II.        Motion to Strike

            Pomeroy moved to strike a portion of DEED’s brief, arguing that it refers to a document that is not in the record.  While conducting a de novo hearing on appeal, the SURJ may not consider any evidence outside the record established at the evidentiary hearing before the ULJ.  Minn. Stat. § 268.105, subd. 2(d) (2004) (“A [SURJ] shall not, except for purposes of deciding whether to remand a matter to an [ULJ] for a further evidentiary hearing, consider any evidence that was not submitted at the hearing before the [ULJ].”) (emphasis added); see also Thiele v. Stich, 425 N.W.2d 580, 582-83 (Minn. 1988) (“An appellate court may not base its decision on matters outside the record on appeal, and may not consider matters not produced and received in evidence below.”); Haskins, 558 N.W.2d at 512 n.4.

Pomeroy moved to strike footnote three on page seven of DEED’s brief, as well as the sentence that precedes the footnote.  The document referred to in the footnote is a letter from Fusion’s human-resources manager to the SURJ, seeking review and reversal of the ULJ’s decision.  Any consideration of that document was improper for two reasons.  First, Pomeroy lacked an opportunity to respond to the assertions in the letter, as he was never provided with a copy.  Second, the letter attempts to introduce new facts into the record, which the clear language of the statute prohibits.  Therefore, we grant Pomeroy’s motion to strike this material, as this court will generally “strike documents in a brief that are not part of the appellate record.”  State v. Dalbec, 594 N.W.2d 530, 533 (Minn. App. 1999).

In addition, Pomeroy urges this court to find that the presence of this letter in the record constitutes a violation of his right to procedural due process and requires remand for a further evidentiary hearing where Pomeroy can respond to the factual assertions made in the letter.  In the criminal context, when an individual suffers a deprivation of a constitutional right as a result of an evidentiary ruling, the state must show that the error was “harmless beyond a reasonable doubt.”  State v. Richardson, 670 N.W.2d 267, 277 (Minn. 2003).  In most other contexts, evidentiary rulings will only be overturned if there is a reasonable probability that the wrongfully admitted evidence significantly affected the verdict.  State v. Post, 512 N.W.2d 99, 102 n.2 (Minn. 1994).  This is not a criminal case; therefore, application of the rigid constitutional standard in Richardson would not be appropriate.  In Portz, this court addressed the problem of non-record evidence in an unemployment-compensation proceeding.  397 N.W.2d at 14.  We stated that, because the SURJ’s written findings and conclusions referred to record evidence only, there was no prejudice to the relator even if the SURJ had viewed evidence not before the ULJ.  Id.  Here, the SURJ’s findings of fact are reasonably supported by the evidence properly received in the record, and there is no evidence that the SURJ improperly relied on the letter in question.  We conclude that the non-record evidence does not require a reversal or a remand.

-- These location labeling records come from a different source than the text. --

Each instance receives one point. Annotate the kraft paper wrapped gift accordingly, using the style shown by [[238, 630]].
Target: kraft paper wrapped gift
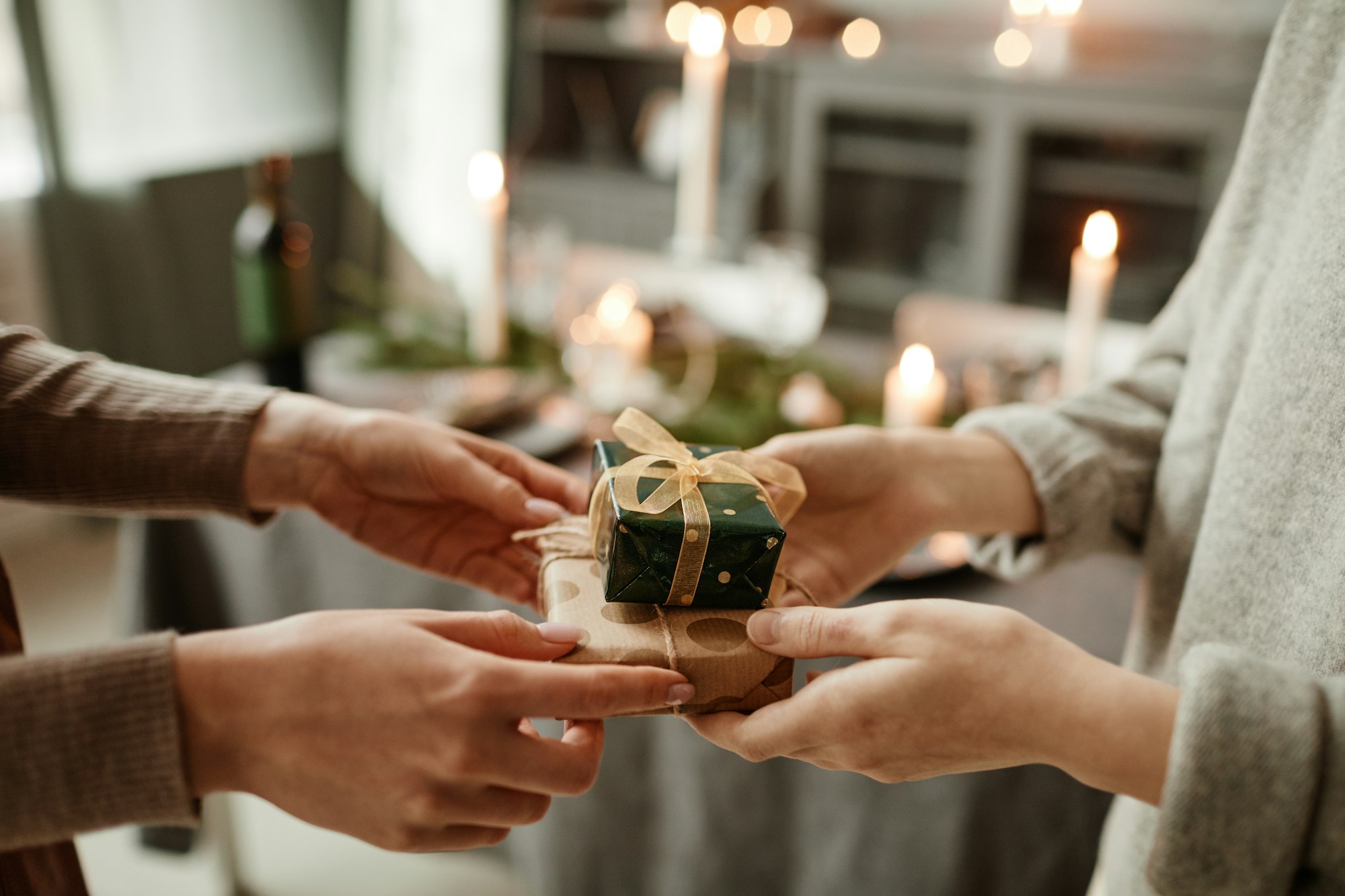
[[709, 646], [687, 525]]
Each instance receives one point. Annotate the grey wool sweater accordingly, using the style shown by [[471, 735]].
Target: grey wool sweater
[[1222, 458]]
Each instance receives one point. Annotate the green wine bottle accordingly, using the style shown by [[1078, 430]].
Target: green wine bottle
[[274, 278]]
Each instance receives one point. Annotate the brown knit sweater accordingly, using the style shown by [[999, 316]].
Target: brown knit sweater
[[92, 739]]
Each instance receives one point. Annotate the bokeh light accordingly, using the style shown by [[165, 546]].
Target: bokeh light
[[1063, 7], [917, 366], [679, 21], [1012, 49], [1027, 9], [775, 28], [707, 34], [746, 24], [861, 38], [486, 175]]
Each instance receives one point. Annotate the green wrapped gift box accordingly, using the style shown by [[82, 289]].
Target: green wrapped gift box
[[638, 552]]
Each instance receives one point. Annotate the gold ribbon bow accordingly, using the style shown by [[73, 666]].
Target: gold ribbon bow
[[683, 474]]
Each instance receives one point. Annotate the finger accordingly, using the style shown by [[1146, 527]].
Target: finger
[[502, 631], [779, 729], [817, 631], [564, 690], [453, 838], [543, 479], [497, 806], [477, 482], [567, 766]]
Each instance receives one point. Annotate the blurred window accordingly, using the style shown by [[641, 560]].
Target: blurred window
[[154, 88], [21, 162]]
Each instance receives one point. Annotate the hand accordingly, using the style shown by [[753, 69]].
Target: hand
[[950, 686], [874, 494], [438, 498], [404, 728]]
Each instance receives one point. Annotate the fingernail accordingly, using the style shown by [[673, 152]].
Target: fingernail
[[560, 633], [765, 626], [543, 507], [680, 694]]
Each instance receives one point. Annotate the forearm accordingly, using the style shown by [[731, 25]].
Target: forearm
[[295, 440], [80, 430], [91, 740], [969, 482], [1113, 729]]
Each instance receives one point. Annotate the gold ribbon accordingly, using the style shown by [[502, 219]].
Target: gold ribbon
[[662, 456]]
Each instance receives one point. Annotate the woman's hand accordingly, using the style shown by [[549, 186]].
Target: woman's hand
[[874, 494], [404, 728], [438, 498], [950, 686]]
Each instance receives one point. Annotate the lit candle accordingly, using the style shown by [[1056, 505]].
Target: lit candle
[[488, 329], [1048, 25], [615, 339], [1093, 272], [915, 391], [704, 71]]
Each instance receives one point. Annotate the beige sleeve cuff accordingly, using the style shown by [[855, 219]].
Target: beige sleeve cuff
[[91, 740]]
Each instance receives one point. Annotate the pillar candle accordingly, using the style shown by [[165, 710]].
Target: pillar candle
[[915, 391], [488, 327], [1093, 272], [704, 72]]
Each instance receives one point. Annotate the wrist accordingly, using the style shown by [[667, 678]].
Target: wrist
[[966, 482], [210, 737], [1114, 729], [290, 448]]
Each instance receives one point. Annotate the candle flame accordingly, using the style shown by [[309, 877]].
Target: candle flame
[[1066, 9], [861, 38], [917, 366], [679, 21], [746, 26], [1012, 49], [486, 175], [617, 304], [775, 28], [707, 34], [1101, 235]]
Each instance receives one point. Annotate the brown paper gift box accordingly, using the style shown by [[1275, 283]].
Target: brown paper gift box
[[709, 646]]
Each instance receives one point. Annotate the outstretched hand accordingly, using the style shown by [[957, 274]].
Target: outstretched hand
[[434, 497], [952, 686], [404, 728]]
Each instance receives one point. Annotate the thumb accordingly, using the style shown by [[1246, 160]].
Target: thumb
[[816, 631], [501, 631]]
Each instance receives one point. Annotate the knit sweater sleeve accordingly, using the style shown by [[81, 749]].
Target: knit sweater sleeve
[[83, 431], [1254, 801], [91, 740], [1093, 458]]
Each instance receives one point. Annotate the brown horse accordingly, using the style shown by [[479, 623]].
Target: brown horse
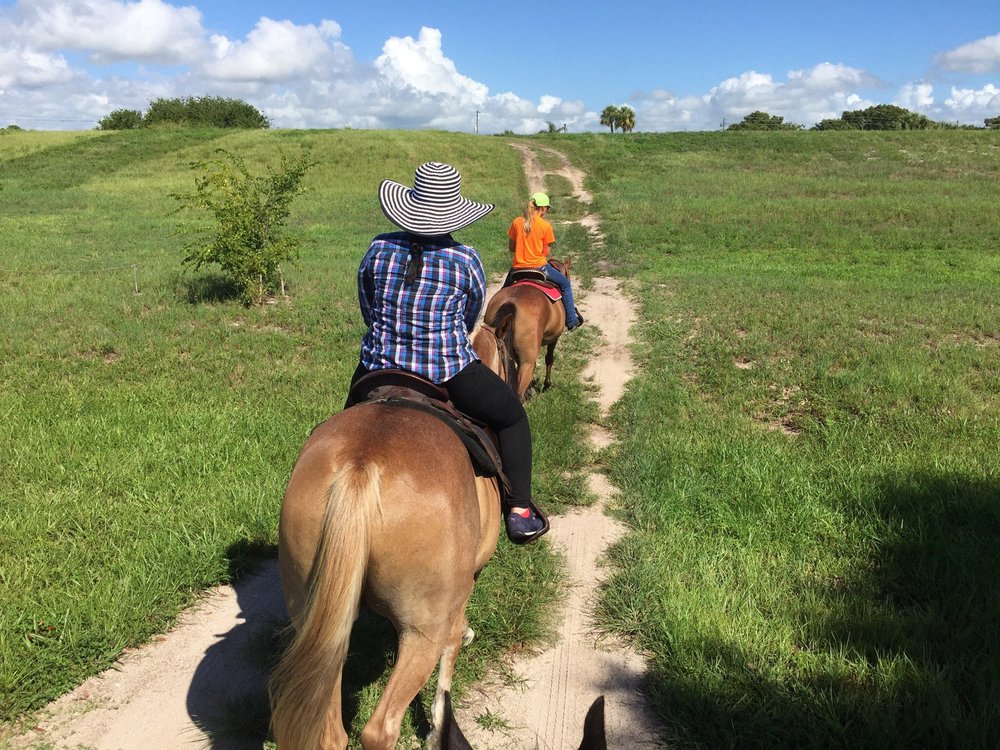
[[537, 321], [354, 525]]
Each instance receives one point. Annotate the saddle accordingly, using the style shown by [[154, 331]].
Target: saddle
[[534, 277], [411, 391]]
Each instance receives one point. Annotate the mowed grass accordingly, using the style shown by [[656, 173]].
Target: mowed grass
[[809, 453], [150, 421]]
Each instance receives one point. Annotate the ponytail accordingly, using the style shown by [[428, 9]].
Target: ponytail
[[530, 212]]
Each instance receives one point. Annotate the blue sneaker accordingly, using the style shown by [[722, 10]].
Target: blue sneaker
[[525, 526]]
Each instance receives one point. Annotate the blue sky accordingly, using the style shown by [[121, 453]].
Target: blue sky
[[64, 64]]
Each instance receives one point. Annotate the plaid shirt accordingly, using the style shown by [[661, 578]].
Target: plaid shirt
[[424, 326]]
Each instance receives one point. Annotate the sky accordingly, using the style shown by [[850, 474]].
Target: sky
[[491, 67]]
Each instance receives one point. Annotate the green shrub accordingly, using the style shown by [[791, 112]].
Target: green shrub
[[121, 119], [248, 241], [205, 111]]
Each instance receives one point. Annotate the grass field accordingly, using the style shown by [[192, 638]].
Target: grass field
[[807, 457], [150, 421]]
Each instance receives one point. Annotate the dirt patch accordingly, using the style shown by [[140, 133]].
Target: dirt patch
[[206, 677], [541, 700]]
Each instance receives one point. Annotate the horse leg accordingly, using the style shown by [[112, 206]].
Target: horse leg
[[461, 635], [415, 661], [550, 357]]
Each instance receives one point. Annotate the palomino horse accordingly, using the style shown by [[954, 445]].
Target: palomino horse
[[537, 321], [383, 505]]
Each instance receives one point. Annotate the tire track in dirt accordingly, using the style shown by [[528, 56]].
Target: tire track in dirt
[[543, 700], [212, 664]]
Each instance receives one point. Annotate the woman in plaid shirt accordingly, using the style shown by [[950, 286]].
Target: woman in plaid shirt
[[421, 293]]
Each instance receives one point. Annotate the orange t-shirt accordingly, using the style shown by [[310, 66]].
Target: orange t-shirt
[[531, 250]]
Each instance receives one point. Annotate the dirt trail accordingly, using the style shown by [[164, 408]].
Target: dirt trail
[[544, 704], [203, 683]]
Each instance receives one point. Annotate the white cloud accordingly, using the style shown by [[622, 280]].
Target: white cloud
[[147, 30], [31, 69], [421, 65], [974, 105], [918, 96], [273, 51], [981, 56], [303, 75], [806, 97]]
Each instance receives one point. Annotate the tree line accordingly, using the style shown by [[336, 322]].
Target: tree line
[[202, 111], [878, 117]]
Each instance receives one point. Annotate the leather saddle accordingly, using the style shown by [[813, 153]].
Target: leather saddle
[[536, 278], [411, 391]]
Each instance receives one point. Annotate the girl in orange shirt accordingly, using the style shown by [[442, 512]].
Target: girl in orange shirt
[[530, 237]]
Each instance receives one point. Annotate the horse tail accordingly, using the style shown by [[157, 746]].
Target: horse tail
[[301, 686], [505, 311]]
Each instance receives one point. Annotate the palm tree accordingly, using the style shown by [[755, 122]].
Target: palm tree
[[626, 119], [610, 116]]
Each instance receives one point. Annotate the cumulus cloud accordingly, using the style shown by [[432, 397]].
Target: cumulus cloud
[[304, 75], [981, 56], [147, 30], [421, 65], [805, 97], [974, 105], [273, 51], [21, 67], [918, 96]]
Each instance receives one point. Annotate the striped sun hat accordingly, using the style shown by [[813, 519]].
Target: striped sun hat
[[433, 205]]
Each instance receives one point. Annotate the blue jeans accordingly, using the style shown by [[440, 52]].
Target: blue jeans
[[560, 279]]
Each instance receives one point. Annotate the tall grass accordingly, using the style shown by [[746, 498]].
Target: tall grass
[[150, 421], [809, 455]]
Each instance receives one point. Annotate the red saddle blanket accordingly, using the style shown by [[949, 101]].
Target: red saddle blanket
[[552, 292]]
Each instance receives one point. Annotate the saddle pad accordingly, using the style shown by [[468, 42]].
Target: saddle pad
[[552, 292]]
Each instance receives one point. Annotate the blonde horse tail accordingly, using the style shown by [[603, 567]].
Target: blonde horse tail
[[303, 683]]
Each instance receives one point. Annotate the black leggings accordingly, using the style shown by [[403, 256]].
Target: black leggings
[[480, 393]]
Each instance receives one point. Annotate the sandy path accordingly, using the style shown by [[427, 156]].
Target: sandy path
[[205, 678], [544, 704]]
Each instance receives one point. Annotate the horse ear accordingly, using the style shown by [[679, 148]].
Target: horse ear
[[451, 734], [594, 737]]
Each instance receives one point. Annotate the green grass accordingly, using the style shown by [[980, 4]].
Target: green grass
[[808, 457], [150, 421]]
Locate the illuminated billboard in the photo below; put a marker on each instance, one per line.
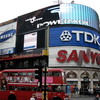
(8, 38)
(72, 35)
(38, 19)
(30, 41)
(78, 14)
(58, 14)
(70, 56)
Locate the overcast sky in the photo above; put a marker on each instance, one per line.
(10, 9)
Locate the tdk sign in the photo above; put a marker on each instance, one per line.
(7, 35)
(74, 36)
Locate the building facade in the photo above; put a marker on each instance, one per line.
(61, 36)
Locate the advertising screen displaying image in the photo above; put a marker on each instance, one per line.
(30, 41)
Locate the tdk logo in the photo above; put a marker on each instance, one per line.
(66, 36)
(6, 35)
(87, 36)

            Affirmed; motion granted.

[1] Effective August 1, 2004, the statutory title of the individual conducting review proceedings under Minn. Stat. § 268.105, subd. 2 (2004), was changed to “senior unemployment review judge.”  Compare Minn. Stat. § 268.105, subd. 2 (2004), with Minn. Stat. § 268.105, subd. 2 (2002) (referring to the representative of the commissioner).

[2] Our analysis is not affected by the fact that Pomeroy attempted to rescind his notice of quit.  As the statute clearly states, “An employee who seeks to withdraw a previously submitted notice of quitting shall be considered to have quit the employment if the employer does not agree that the notice may be withdrawn.”  Minn. Stat. § 268.095, subd. 2(c) (2004).  Since Fusion did not allow Pomeroy to withdraw his notice to quit, he is deemed to have voluntarily terminated his employment.

[3] Pomeroy interprets Zepp as holding that the applicant’s age (57 years) was determinative; yet, it was the doubling of the workload over two years that rendered the employer’s demands unreasonable.  Zepp, 272 N.W.2d at 263.